Türkiye’de yayıncılık faaliyetlerinin başlangıcı Tanzimat devriyle başlıyor. Ancak günümüz anlayışıyla kitapçılık için Sultan II. Abdülhamid dönemine gitmemiz gerekiyor.
Sultan Abdülhamid devrinden önce sahaflar, çoğu yazma eser olmak üzere matbu, yani basılı eser de satmaktaydı. Ancak genelde matbu kitapların satışı; tütüncü, sucu, eczacı gibi bu işle ilgisi olmayan meslek grupları tarafından yapılıyordu. Satılan matbu kitapların üzerinde nereden temin edilebileceğine dair notlar da bulunuyordu. Meşrutiyet’in ilânıyla oluşan reform ortamı, basım yayın dünyasına da yansımış ve açılan çok sayıda okulun etkisiyle tezgâhlarda satılan birkaç matbu kitap, halkın okuma ihtiyacını karşılayamaz olmuştu. Bu da matbaaları ve yayıncılık alanını hareketlendirmişti.

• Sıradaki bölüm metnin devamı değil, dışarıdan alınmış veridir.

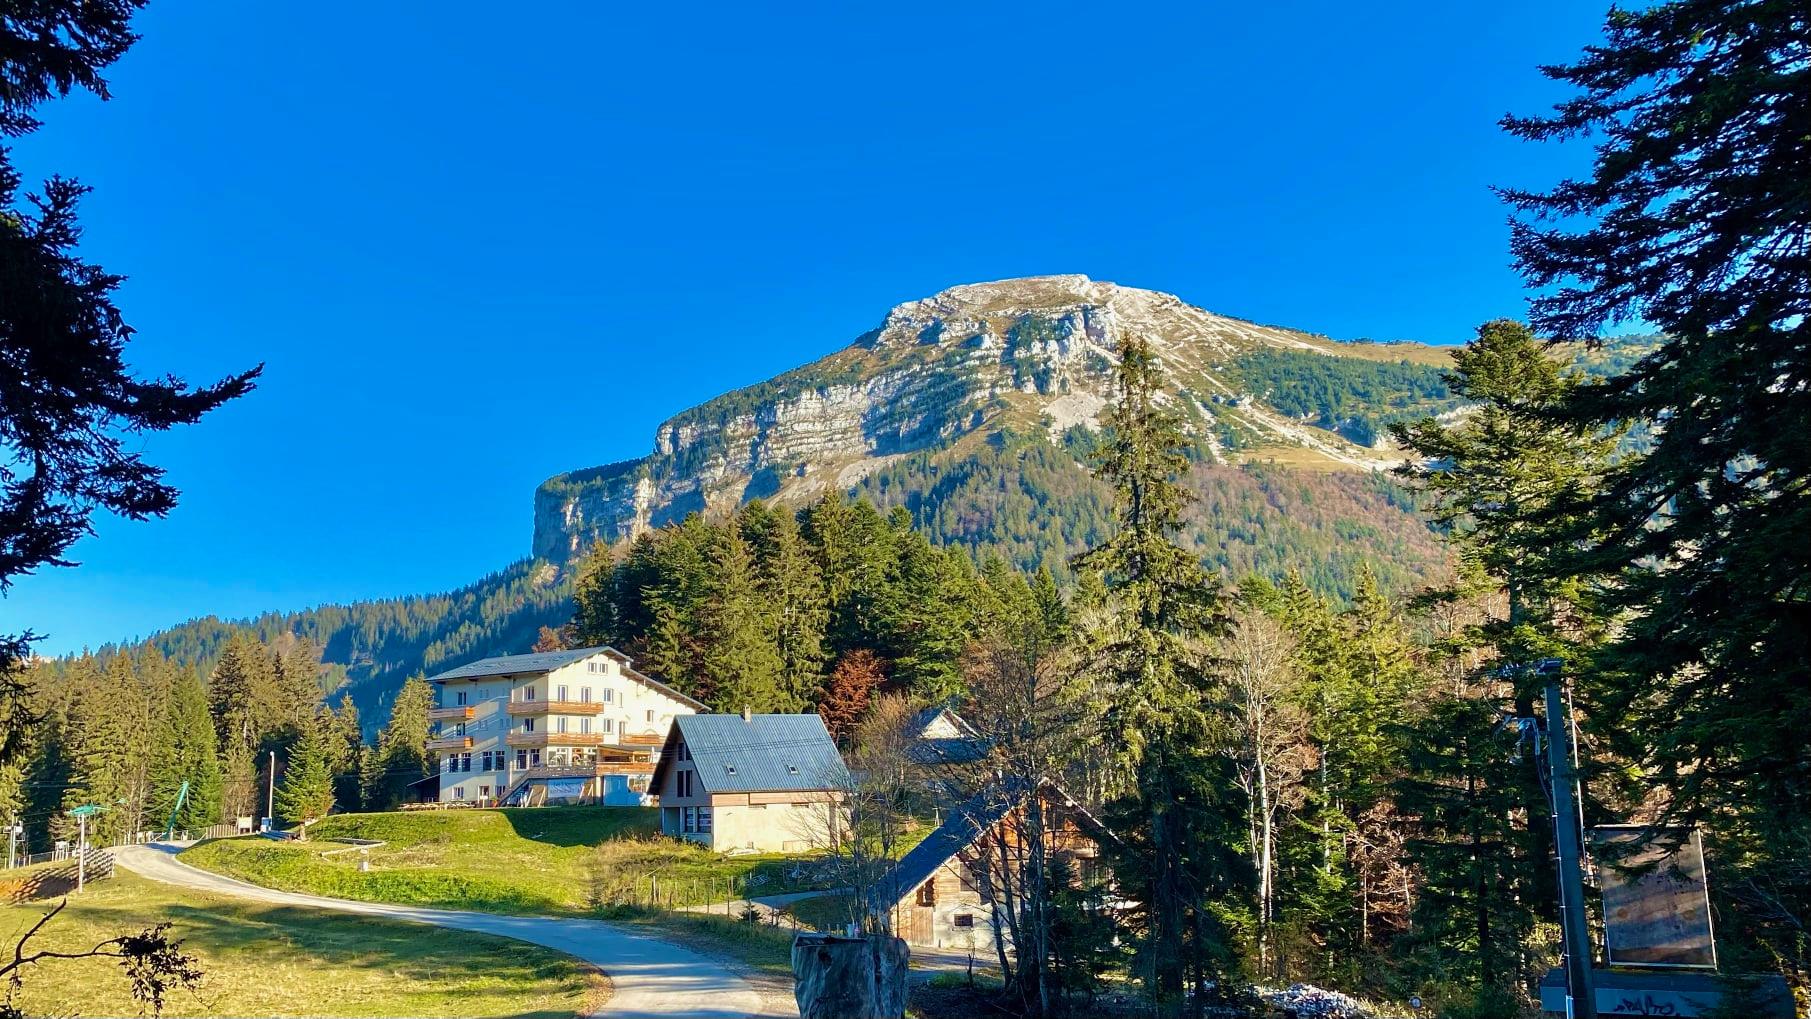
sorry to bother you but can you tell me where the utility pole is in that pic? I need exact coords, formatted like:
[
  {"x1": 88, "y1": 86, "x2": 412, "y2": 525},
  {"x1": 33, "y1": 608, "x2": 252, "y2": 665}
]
[
  {"x1": 1543, "y1": 664, "x2": 1597, "y2": 1019},
  {"x1": 266, "y1": 749, "x2": 277, "y2": 831},
  {"x1": 67, "y1": 804, "x2": 107, "y2": 893},
  {"x1": 6, "y1": 819, "x2": 19, "y2": 869}
]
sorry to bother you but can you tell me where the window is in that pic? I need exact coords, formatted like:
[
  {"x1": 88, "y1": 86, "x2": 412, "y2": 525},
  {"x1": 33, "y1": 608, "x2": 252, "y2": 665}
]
[
  {"x1": 581, "y1": 686, "x2": 591, "y2": 702},
  {"x1": 646, "y1": 710, "x2": 654, "y2": 722},
  {"x1": 557, "y1": 716, "x2": 569, "y2": 734},
  {"x1": 455, "y1": 689, "x2": 467, "y2": 706},
  {"x1": 516, "y1": 750, "x2": 528, "y2": 769},
  {"x1": 523, "y1": 718, "x2": 535, "y2": 733},
  {"x1": 479, "y1": 785, "x2": 491, "y2": 798},
  {"x1": 455, "y1": 722, "x2": 467, "y2": 736},
  {"x1": 725, "y1": 765, "x2": 737, "y2": 776},
  {"x1": 529, "y1": 749, "x2": 541, "y2": 767},
  {"x1": 682, "y1": 806, "x2": 697, "y2": 833},
  {"x1": 602, "y1": 718, "x2": 615, "y2": 734},
  {"x1": 580, "y1": 717, "x2": 592, "y2": 734},
  {"x1": 603, "y1": 688, "x2": 615, "y2": 703},
  {"x1": 453, "y1": 786, "x2": 465, "y2": 800},
  {"x1": 524, "y1": 686, "x2": 536, "y2": 701},
  {"x1": 459, "y1": 753, "x2": 472, "y2": 772},
  {"x1": 557, "y1": 684, "x2": 568, "y2": 702},
  {"x1": 676, "y1": 770, "x2": 693, "y2": 797},
  {"x1": 696, "y1": 807, "x2": 712, "y2": 833},
  {"x1": 953, "y1": 914, "x2": 974, "y2": 928},
  {"x1": 916, "y1": 882, "x2": 936, "y2": 907}
]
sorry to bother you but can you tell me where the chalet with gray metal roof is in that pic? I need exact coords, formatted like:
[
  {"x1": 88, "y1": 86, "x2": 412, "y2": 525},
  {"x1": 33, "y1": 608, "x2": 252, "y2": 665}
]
[{"x1": 651, "y1": 709, "x2": 850, "y2": 853}]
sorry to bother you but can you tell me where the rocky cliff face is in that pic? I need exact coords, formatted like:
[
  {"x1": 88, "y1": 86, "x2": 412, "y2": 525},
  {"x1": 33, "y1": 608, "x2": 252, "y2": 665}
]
[{"x1": 532, "y1": 275, "x2": 1457, "y2": 561}]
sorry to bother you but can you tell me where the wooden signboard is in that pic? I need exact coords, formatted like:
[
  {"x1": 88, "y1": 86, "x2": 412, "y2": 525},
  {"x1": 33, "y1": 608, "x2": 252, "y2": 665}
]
[{"x1": 1591, "y1": 825, "x2": 1717, "y2": 969}]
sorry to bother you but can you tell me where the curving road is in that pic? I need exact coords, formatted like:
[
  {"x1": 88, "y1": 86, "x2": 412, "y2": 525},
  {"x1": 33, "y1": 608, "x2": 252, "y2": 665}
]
[{"x1": 116, "y1": 845, "x2": 786, "y2": 1019}]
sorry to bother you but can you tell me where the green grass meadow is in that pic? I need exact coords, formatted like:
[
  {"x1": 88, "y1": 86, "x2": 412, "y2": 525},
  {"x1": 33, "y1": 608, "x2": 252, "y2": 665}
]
[
  {"x1": 181, "y1": 806, "x2": 835, "y2": 916},
  {"x1": 0, "y1": 871, "x2": 606, "y2": 1017}
]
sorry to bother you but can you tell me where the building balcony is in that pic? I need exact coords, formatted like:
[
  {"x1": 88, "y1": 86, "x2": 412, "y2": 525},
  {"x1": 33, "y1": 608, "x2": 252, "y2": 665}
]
[
  {"x1": 520, "y1": 760, "x2": 656, "y2": 781},
  {"x1": 505, "y1": 731, "x2": 609, "y2": 749},
  {"x1": 426, "y1": 735, "x2": 473, "y2": 751},
  {"x1": 428, "y1": 706, "x2": 476, "y2": 721},
  {"x1": 505, "y1": 700, "x2": 607, "y2": 716}
]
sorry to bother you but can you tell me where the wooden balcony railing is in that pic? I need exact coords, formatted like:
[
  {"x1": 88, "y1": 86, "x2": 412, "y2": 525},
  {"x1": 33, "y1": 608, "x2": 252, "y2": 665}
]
[
  {"x1": 428, "y1": 706, "x2": 476, "y2": 721},
  {"x1": 506, "y1": 731, "x2": 609, "y2": 749},
  {"x1": 505, "y1": 700, "x2": 607, "y2": 716},
  {"x1": 426, "y1": 735, "x2": 473, "y2": 751}
]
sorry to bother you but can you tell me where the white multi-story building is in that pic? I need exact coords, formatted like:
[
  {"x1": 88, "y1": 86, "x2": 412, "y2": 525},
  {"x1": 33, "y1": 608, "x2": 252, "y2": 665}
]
[{"x1": 424, "y1": 646, "x2": 704, "y2": 806}]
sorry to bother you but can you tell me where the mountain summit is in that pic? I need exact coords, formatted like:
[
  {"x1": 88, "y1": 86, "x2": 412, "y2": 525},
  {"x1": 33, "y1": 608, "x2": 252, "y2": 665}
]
[{"x1": 534, "y1": 275, "x2": 1458, "y2": 560}]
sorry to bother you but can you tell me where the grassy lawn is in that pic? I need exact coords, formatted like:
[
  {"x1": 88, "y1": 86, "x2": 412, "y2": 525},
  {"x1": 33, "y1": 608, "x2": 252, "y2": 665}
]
[
  {"x1": 182, "y1": 806, "x2": 838, "y2": 915},
  {"x1": 0, "y1": 871, "x2": 606, "y2": 1018},
  {"x1": 781, "y1": 891, "x2": 858, "y2": 932}
]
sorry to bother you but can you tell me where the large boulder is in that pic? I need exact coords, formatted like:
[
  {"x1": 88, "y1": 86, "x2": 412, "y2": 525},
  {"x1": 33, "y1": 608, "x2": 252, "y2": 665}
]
[{"x1": 791, "y1": 932, "x2": 909, "y2": 1019}]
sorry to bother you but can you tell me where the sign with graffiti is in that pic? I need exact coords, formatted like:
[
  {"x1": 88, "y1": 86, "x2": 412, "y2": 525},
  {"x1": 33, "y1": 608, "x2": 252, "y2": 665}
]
[{"x1": 1592, "y1": 826, "x2": 1716, "y2": 969}]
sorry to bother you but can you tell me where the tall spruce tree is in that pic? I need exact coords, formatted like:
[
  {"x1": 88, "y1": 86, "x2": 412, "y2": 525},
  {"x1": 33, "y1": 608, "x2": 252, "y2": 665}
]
[
  {"x1": 1391, "y1": 318, "x2": 1614, "y2": 933},
  {"x1": 1393, "y1": 695, "x2": 1539, "y2": 1011},
  {"x1": 0, "y1": 0, "x2": 260, "y2": 756},
  {"x1": 1077, "y1": 335, "x2": 1238, "y2": 1012},
  {"x1": 1501, "y1": 2, "x2": 1811, "y2": 970},
  {"x1": 698, "y1": 526, "x2": 788, "y2": 711},
  {"x1": 274, "y1": 722, "x2": 335, "y2": 831},
  {"x1": 322, "y1": 694, "x2": 364, "y2": 813},
  {"x1": 149, "y1": 670, "x2": 222, "y2": 833},
  {"x1": 362, "y1": 676, "x2": 433, "y2": 810},
  {"x1": 741, "y1": 502, "x2": 829, "y2": 709}
]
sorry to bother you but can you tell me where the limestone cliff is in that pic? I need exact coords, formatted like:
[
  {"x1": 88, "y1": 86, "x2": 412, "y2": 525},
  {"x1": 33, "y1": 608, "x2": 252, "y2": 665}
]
[{"x1": 533, "y1": 275, "x2": 1459, "y2": 561}]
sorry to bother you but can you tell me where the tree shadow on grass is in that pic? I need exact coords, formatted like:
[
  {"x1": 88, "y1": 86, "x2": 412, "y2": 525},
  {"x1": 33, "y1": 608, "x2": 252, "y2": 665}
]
[{"x1": 497, "y1": 805, "x2": 659, "y2": 848}]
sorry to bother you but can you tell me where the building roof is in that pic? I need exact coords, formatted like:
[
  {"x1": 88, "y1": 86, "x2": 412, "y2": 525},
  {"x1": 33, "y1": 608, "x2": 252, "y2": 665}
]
[
  {"x1": 653, "y1": 713, "x2": 850, "y2": 794},
  {"x1": 426, "y1": 646, "x2": 607, "y2": 681},
  {"x1": 878, "y1": 787, "x2": 1016, "y2": 907},
  {"x1": 876, "y1": 779, "x2": 1115, "y2": 906},
  {"x1": 905, "y1": 706, "x2": 988, "y2": 766},
  {"x1": 424, "y1": 646, "x2": 707, "y2": 710}
]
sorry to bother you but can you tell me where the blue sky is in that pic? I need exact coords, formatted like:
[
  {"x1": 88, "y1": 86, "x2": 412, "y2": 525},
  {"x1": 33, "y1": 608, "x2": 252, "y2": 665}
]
[{"x1": 5, "y1": 1, "x2": 1605, "y2": 655}]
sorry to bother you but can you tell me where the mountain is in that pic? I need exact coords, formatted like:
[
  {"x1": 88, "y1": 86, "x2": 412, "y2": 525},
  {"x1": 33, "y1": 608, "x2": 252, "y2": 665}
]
[
  {"x1": 124, "y1": 275, "x2": 1651, "y2": 721},
  {"x1": 534, "y1": 274, "x2": 1462, "y2": 591}
]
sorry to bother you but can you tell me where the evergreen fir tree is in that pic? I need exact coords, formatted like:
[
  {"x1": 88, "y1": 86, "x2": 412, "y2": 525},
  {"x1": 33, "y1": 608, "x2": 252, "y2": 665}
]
[
  {"x1": 208, "y1": 636, "x2": 276, "y2": 754},
  {"x1": 698, "y1": 526, "x2": 788, "y2": 711},
  {"x1": 1501, "y1": 3, "x2": 1811, "y2": 971},
  {"x1": 362, "y1": 676, "x2": 433, "y2": 810},
  {"x1": 1076, "y1": 334, "x2": 1238, "y2": 1008},
  {"x1": 742, "y1": 503, "x2": 829, "y2": 710},
  {"x1": 322, "y1": 694, "x2": 363, "y2": 813},
  {"x1": 1393, "y1": 695, "x2": 1538, "y2": 1006},
  {"x1": 148, "y1": 670, "x2": 222, "y2": 833},
  {"x1": 274, "y1": 722, "x2": 335, "y2": 831}
]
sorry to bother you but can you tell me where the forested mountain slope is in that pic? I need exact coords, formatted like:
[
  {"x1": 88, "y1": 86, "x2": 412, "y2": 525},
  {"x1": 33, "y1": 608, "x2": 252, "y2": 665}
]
[
  {"x1": 135, "y1": 561, "x2": 569, "y2": 727},
  {"x1": 120, "y1": 277, "x2": 1648, "y2": 721}
]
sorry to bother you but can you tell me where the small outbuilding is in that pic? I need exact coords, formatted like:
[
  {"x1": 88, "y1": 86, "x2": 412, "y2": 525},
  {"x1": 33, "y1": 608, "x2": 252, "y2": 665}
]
[
  {"x1": 650, "y1": 710, "x2": 849, "y2": 853},
  {"x1": 877, "y1": 780, "x2": 1114, "y2": 950}
]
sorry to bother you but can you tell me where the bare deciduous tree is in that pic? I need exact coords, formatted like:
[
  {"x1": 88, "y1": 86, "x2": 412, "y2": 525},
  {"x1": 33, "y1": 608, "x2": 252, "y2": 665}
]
[{"x1": 1225, "y1": 607, "x2": 1314, "y2": 977}]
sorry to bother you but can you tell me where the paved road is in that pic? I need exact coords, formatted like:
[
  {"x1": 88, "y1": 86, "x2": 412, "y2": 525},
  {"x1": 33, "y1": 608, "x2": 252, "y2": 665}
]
[{"x1": 116, "y1": 845, "x2": 786, "y2": 1019}]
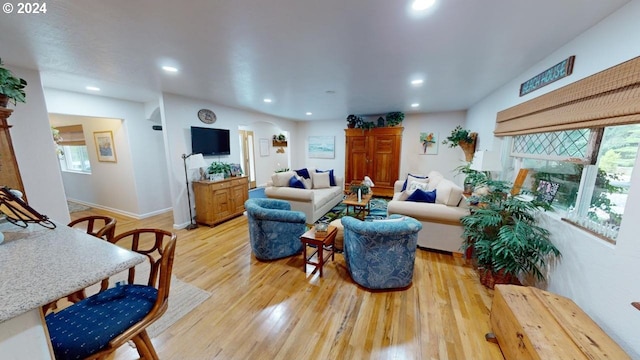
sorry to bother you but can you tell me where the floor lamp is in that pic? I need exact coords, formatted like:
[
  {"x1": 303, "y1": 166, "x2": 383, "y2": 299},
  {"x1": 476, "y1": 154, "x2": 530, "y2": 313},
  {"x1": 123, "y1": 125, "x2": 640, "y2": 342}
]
[{"x1": 182, "y1": 153, "x2": 207, "y2": 230}]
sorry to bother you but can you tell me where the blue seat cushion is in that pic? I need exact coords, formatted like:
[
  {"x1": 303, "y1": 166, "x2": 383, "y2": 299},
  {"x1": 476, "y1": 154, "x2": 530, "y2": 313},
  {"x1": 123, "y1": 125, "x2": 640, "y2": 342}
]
[{"x1": 46, "y1": 284, "x2": 158, "y2": 360}]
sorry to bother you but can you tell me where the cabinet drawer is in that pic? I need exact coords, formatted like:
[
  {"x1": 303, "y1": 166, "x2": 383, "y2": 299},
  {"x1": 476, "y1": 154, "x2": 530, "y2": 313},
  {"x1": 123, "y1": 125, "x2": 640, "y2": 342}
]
[
  {"x1": 208, "y1": 181, "x2": 230, "y2": 190},
  {"x1": 230, "y1": 178, "x2": 247, "y2": 187}
]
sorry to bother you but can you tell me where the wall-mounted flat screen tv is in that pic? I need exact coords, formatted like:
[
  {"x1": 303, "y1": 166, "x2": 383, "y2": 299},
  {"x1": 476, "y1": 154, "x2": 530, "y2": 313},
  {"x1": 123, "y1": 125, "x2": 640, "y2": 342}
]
[{"x1": 191, "y1": 126, "x2": 231, "y2": 156}]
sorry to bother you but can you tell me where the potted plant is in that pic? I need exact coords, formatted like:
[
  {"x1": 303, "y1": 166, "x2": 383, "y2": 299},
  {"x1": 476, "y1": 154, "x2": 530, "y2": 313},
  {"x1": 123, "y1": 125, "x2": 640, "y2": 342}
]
[
  {"x1": 346, "y1": 114, "x2": 362, "y2": 128},
  {"x1": 0, "y1": 58, "x2": 27, "y2": 107},
  {"x1": 443, "y1": 126, "x2": 477, "y2": 161},
  {"x1": 385, "y1": 112, "x2": 404, "y2": 127},
  {"x1": 461, "y1": 179, "x2": 561, "y2": 289},
  {"x1": 207, "y1": 161, "x2": 232, "y2": 179},
  {"x1": 454, "y1": 163, "x2": 487, "y2": 195}
]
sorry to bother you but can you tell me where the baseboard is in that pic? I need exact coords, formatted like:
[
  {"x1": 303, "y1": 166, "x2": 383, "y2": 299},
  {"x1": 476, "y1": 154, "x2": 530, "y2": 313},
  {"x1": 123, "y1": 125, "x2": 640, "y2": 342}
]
[{"x1": 67, "y1": 198, "x2": 172, "y2": 220}]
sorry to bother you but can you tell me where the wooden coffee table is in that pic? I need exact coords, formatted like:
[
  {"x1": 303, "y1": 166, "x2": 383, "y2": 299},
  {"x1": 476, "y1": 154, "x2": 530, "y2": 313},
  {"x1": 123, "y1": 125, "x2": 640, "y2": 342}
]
[
  {"x1": 342, "y1": 193, "x2": 373, "y2": 220},
  {"x1": 300, "y1": 225, "x2": 337, "y2": 277}
]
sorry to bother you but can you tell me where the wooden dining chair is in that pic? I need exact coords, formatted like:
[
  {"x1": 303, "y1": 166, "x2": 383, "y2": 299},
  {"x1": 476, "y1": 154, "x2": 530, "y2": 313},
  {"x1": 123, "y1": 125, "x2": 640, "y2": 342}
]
[
  {"x1": 45, "y1": 228, "x2": 177, "y2": 360},
  {"x1": 42, "y1": 215, "x2": 119, "y2": 314}
]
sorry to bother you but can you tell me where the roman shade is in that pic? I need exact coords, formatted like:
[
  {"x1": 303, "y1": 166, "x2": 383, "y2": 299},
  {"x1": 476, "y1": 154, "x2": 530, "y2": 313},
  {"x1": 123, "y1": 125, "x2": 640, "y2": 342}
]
[
  {"x1": 495, "y1": 56, "x2": 640, "y2": 136},
  {"x1": 56, "y1": 125, "x2": 86, "y2": 145}
]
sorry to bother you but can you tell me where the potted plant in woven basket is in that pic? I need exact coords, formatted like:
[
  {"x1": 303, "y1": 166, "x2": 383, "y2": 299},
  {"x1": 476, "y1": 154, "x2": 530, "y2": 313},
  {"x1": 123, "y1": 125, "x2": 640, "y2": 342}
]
[
  {"x1": 443, "y1": 125, "x2": 477, "y2": 162},
  {"x1": 0, "y1": 58, "x2": 27, "y2": 108}
]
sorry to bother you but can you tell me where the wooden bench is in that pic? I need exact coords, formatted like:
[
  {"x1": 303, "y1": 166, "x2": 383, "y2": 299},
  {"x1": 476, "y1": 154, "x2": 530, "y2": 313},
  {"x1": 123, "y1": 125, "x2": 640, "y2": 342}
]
[{"x1": 489, "y1": 285, "x2": 630, "y2": 359}]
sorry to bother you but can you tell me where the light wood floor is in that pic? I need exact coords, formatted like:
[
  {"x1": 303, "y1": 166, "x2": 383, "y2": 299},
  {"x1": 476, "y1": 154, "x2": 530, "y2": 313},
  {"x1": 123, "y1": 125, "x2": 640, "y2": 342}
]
[{"x1": 70, "y1": 208, "x2": 504, "y2": 360}]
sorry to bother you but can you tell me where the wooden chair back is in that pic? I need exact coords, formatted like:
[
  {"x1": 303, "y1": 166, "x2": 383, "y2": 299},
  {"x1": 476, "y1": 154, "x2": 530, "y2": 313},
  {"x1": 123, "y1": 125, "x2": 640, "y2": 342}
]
[
  {"x1": 88, "y1": 228, "x2": 177, "y2": 360},
  {"x1": 68, "y1": 215, "x2": 117, "y2": 242}
]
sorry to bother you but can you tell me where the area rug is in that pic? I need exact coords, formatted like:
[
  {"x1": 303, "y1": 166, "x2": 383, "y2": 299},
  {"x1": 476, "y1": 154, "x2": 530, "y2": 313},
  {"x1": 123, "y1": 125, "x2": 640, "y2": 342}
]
[
  {"x1": 317, "y1": 197, "x2": 388, "y2": 223},
  {"x1": 83, "y1": 263, "x2": 211, "y2": 338},
  {"x1": 67, "y1": 200, "x2": 91, "y2": 213}
]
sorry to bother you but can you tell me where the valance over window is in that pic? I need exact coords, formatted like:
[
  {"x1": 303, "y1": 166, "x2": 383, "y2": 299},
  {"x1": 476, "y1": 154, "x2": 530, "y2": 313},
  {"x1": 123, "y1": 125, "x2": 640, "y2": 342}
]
[{"x1": 495, "y1": 56, "x2": 640, "y2": 136}]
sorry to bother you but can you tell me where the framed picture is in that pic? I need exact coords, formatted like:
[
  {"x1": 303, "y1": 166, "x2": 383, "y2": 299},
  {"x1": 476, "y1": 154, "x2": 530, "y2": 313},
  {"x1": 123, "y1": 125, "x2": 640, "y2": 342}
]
[
  {"x1": 259, "y1": 138, "x2": 269, "y2": 157},
  {"x1": 230, "y1": 163, "x2": 243, "y2": 176},
  {"x1": 308, "y1": 136, "x2": 335, "y2": 159},
  {"x1": 419, "y1": 132, "x2": 438, "y2": 155},
  {"x1": 93, "y1": 131, "x2": 117, "y2": 162},
  {"x1": 535, "y1": 180, "x2": 560, "y2": 204}
]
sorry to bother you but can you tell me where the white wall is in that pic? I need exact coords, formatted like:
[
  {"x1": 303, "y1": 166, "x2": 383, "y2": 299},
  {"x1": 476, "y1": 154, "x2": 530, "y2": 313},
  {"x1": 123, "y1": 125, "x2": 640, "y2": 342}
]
[
  {"x1": 400, "y1": 111, "x2": 468, "y2": 183},
  {"x1": 244, "y1": 121, "x2": 290, "y2": 187},
  {"x1": 295, "y1": 119, "x2": 346, "y2": 177},
  {"x1": 44, "y1": 89, "x2": 171, "y2": 218},
  {"x1": 160, "y1": 93, "x2": 298, "y2": 228},
  {"x1": 466, "y1": 1, "x2": 640, "y2": 356},
  {"x1": 5, "y1": 67, "x2": 69, "y2": 223}
]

Kâr getireceğini düşünen bazı kişiler bu işle ilgili dükkân açarak kitap basıp satmaya başladı. Ticarî cesarete sahip kitapçıların çoğunluğunun Kayserili olması ise dikkat çekiciydi.
Osmanlı döneminde 19. yüzyılın sonlarına doğru matbu kitap satan kişiler için artık sahaftan çok, “kitapçı” ismi kullanılmaya başladı. Bunlar sadece kitap satmıyor; kitap ve mecmua yayımlıyor, hatta bu tür eserlerin basımıyla da ilgileniyordu.